Materialwahl ändert die Antwort
Die Wärmeleitfähigkeit von Kupfer ist etwa doppelt so hoch wie die von Aluminium, daher fällt der Spreizwiderstand und das optimale Dicke verschiebt sich nach dünner. Eine Kupferbasis mit 4 mm kann eine Aluminiumbasis mit 8 mm bei gleicher Grundfläche übertreffen, weshalb es Designs mit Kupferbasis und Aluminiumrippen gibt.

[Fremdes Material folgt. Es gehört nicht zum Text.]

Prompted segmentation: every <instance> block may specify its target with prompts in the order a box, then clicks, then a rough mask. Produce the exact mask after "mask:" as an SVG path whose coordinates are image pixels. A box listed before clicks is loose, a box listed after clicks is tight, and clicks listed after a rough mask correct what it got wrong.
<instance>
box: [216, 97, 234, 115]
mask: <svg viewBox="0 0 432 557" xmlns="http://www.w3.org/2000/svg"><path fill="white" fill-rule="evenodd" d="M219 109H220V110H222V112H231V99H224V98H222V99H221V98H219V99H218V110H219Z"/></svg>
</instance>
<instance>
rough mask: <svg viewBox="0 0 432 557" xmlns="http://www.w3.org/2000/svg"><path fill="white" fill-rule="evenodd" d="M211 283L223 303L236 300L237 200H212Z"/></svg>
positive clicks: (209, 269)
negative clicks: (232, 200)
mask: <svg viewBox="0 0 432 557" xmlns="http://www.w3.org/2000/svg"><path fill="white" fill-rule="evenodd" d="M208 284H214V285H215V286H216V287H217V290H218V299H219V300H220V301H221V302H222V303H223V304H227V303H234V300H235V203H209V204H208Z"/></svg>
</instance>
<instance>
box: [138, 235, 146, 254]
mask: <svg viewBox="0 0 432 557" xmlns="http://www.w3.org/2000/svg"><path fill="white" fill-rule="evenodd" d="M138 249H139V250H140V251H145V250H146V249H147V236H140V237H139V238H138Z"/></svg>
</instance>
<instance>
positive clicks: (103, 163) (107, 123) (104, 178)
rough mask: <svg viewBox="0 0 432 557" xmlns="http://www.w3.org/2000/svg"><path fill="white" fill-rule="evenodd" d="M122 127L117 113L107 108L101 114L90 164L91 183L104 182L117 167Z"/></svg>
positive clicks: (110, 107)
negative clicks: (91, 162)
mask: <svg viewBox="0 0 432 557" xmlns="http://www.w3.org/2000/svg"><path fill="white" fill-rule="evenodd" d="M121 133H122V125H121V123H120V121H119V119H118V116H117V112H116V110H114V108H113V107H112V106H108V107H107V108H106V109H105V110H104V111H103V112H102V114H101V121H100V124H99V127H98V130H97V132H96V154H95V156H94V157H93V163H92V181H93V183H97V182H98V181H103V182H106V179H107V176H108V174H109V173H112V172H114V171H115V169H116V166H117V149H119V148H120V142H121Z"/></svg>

| Eigenschaft | Aluminium 6063 | Kupfer C11000 |
|---|---|---|
| Wärmeleitfähigkeit | ~200 W/m·K | ~390 W/m·K |
| Dichte | 2,70 g/cm³ | 8,96 g/cm³ |
| Relativer Preis | Basislinie | 3–5× Materialkosten |
| Bearbeitbarkeit | Ausgezeichnet | Gut, gummiartiger |
| Typische Basisanwendung | Die meisten Kühlkörper | Hochfluss-, enge Platzverhältnisse |
Der Kompromiss sind Masse und Kosten. Eine Kupferbasis ist bei gleichem Volumen etwa 3,3× schwerer, sodass eine Kupferbasis, die halb so dick ist wie eine Aluminiumbasis, immer noch etwa 1,6× schwerer ist. Für gewichtsempfindliche Anwendungen – Telekom-Funkköpfe, Drohnen-Elektronik, tragbare Instrumente – spielt das eine Rolle. Einen vollständigen Vergleich von Legierungen und ihrem thermischen Verhalten finden Sie in unserem Leitfaden Aluminiumlegierungen im Vergleich.
Wann Kupfer nicht die Antwort ist
Wenn der Engpass nicht die Verteilung, sondern die Konvektion von Rippe zu Luft ist, bringt Kupfer fast nichts. Kupfer lohnt sich nur, wenn der Spreizwiderstand einen bedeutenden Anteil des Gesamtwiderstands ausmacht – typischerweise wenn die Quelle im Verhältnis zur Basis klein ist und der Rippenstapel bereits effizient ist. Wenn Ihr Rippenwiderstand dominiert, investieren Sie das Budget besser in mehr Rippenfläche oder bessere Luftströmung.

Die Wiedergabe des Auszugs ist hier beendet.